October 27, 2014 By BC Hydro
The multi-award-winning development plays the soft, brown brick of the original 1927 hotel against the shimmering glass and steel of the adjoining 48-storey commercial and residential tower, and somehow manages to make both stand out.
But the two buildings stand out in other ways, too, not least for their energy efficiency.
From the beginning, Ken Bowden, chair of Hotel Georgia Development Ltd., was determined the development would conserve as much energy as possible.
“It was a no-brainer for me,” he said. “I’m a Brit. I come from an environment where energy costs are through the roof compared to what’s paid here, so it’s just logical for me. But no matter what you pay for electricity, it’s good business, too. It’s all part of the asset value. A building is more valuable if it costs less to run, whether you’re operating it yourself, or selling it on.”
Energy-modeling study identifies savings
Early in the development process, in 2007, the company’s design team signed up with BC Hydro’s New Construction Program. Funding was provided for an energy-modeling study—a simulation of how a building might function throughout a year if it is designed and built with a variety of energy-saving measures.
The BC Hydro program also provided financial incentives for implementing those measures.
“An energy study makes sense,” said Bowden, “and we also received a nice incentive for installing the measures the study identified. It was a drop in the ocean, of course, of our overall construction costs, but it did help cover the initial extra costs for going for energy efficiency and seeking more energy efficient alternatives.
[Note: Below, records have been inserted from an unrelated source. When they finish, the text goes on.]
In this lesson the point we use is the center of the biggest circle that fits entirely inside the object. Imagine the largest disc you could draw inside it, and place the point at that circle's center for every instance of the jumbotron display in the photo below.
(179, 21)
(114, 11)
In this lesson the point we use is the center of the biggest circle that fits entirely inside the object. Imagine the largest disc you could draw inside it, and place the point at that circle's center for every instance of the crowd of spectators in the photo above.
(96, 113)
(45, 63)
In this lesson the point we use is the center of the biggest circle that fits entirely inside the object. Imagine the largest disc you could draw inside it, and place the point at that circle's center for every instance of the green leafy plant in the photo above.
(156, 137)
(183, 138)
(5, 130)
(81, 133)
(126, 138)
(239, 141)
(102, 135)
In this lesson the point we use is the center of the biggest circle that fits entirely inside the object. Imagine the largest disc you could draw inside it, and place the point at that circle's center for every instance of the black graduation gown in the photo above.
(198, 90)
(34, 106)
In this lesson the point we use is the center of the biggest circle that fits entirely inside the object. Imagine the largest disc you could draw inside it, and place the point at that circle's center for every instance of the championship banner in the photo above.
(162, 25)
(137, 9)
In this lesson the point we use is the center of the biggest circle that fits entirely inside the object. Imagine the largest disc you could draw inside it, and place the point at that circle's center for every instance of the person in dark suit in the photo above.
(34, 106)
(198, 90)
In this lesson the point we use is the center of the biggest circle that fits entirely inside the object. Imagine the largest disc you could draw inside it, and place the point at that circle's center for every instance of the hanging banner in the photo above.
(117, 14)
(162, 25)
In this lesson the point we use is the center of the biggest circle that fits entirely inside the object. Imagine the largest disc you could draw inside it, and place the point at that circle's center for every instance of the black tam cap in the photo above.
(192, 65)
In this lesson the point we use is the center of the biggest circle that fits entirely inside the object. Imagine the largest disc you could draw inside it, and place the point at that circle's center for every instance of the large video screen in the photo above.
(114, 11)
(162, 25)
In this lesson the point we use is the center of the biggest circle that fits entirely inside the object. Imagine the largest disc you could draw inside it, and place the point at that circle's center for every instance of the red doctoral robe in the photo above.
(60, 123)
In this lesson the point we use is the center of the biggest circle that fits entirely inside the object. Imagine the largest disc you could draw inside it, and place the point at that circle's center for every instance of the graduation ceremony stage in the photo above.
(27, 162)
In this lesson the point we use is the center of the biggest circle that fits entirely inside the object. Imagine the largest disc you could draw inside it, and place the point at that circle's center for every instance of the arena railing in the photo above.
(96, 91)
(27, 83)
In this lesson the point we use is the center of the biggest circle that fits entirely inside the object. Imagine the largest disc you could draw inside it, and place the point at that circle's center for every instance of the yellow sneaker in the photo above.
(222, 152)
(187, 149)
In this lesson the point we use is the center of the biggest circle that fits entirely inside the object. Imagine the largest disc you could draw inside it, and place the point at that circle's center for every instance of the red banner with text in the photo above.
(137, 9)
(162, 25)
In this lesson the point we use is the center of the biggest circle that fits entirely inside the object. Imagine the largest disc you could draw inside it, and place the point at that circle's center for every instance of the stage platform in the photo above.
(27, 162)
I think being involved in the program also focused our efforts: it set a standard we were determined to exceed.”
Heat pump, occupancy sensors and more
The energy-modeling study indicated that the hotel and tower combined could save as much as 944,832kWh a year, or about $70,000 a year in energy costs, compared to similar buildings without those measures, which included:
• A distributed heat pump system for the residential portion of the tower that uses a common water loop for heating and cooling.
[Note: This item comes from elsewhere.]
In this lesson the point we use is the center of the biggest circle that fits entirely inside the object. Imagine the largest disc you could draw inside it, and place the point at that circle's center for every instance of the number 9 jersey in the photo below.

• Occupancy sensors in all the hotel rooms connected to a four-pipe fan coil system to ensure heating and cooling is reduced when a room is empty.
• High-efficiency window glazing throughout both buildings. The glass panels on the south side of the tower also include photovoltaic cells to convert sunlight into electricity to light the tower’s common areas, such as lobbies, elevators and stairwells.
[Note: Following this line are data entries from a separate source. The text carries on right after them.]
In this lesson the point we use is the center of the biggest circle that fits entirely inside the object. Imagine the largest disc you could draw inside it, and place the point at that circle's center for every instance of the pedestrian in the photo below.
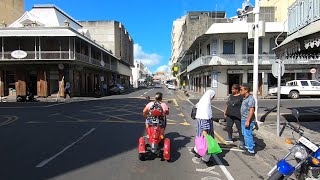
(204, 124)
(247, 119)
(232, 114)
(67, 90)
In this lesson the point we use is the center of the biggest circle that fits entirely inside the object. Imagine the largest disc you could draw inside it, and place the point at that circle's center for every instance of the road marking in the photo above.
(210, 178)
(182, 115)
(222, 167)
(233, 149)
(208, 170)
(43, 163)
(10, 119)
(195, 160)
(148, 91)
(175, 102)
(185, 124)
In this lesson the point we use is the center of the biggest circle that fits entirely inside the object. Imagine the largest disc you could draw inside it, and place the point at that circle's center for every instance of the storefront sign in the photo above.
(214, 81)
(19, 54)
(235, 71)
(313, 70)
• LED lighting and lighting controls.
A few more efficiencies added in
A number of other measures, too, have helped reduce energy use even beyond the levels identified in the BC Hydro energy study.
A ground-source (or geo-exchange) heat pump system was installed below the 8-storey underground parkade. The system extracts heat from the earth beneath the frost line and transfers it to the hotel and the commercial portion of the tower (the first 12 storeys) for heating; it then reverses the process to cool the two buildings in summer.
Some measures, like LEDs, may sound old-hat now, added Bowden, but they were not when the design team was first planning the buildings. And they are effective.
“The geo-exchange system and the photovoltaic cells are the big headliners, but in the hotel world, down time of rooms for maintenance is a big issue and so is annoyance to our hotel guests. The LEDs use less power and they last a long time, so there is less maintenance, lower running costs and less annoyance.”
In addition, he noted, having a single set of high-end amenities—one pool, one spa and one gym—for hotel guests and tower residents to share is also an energy saver. Guests and residents benefit from bigger and better facilities that also happen to use less energy than if they were separate.
For residents, the shared amenities also mean lower strata fees.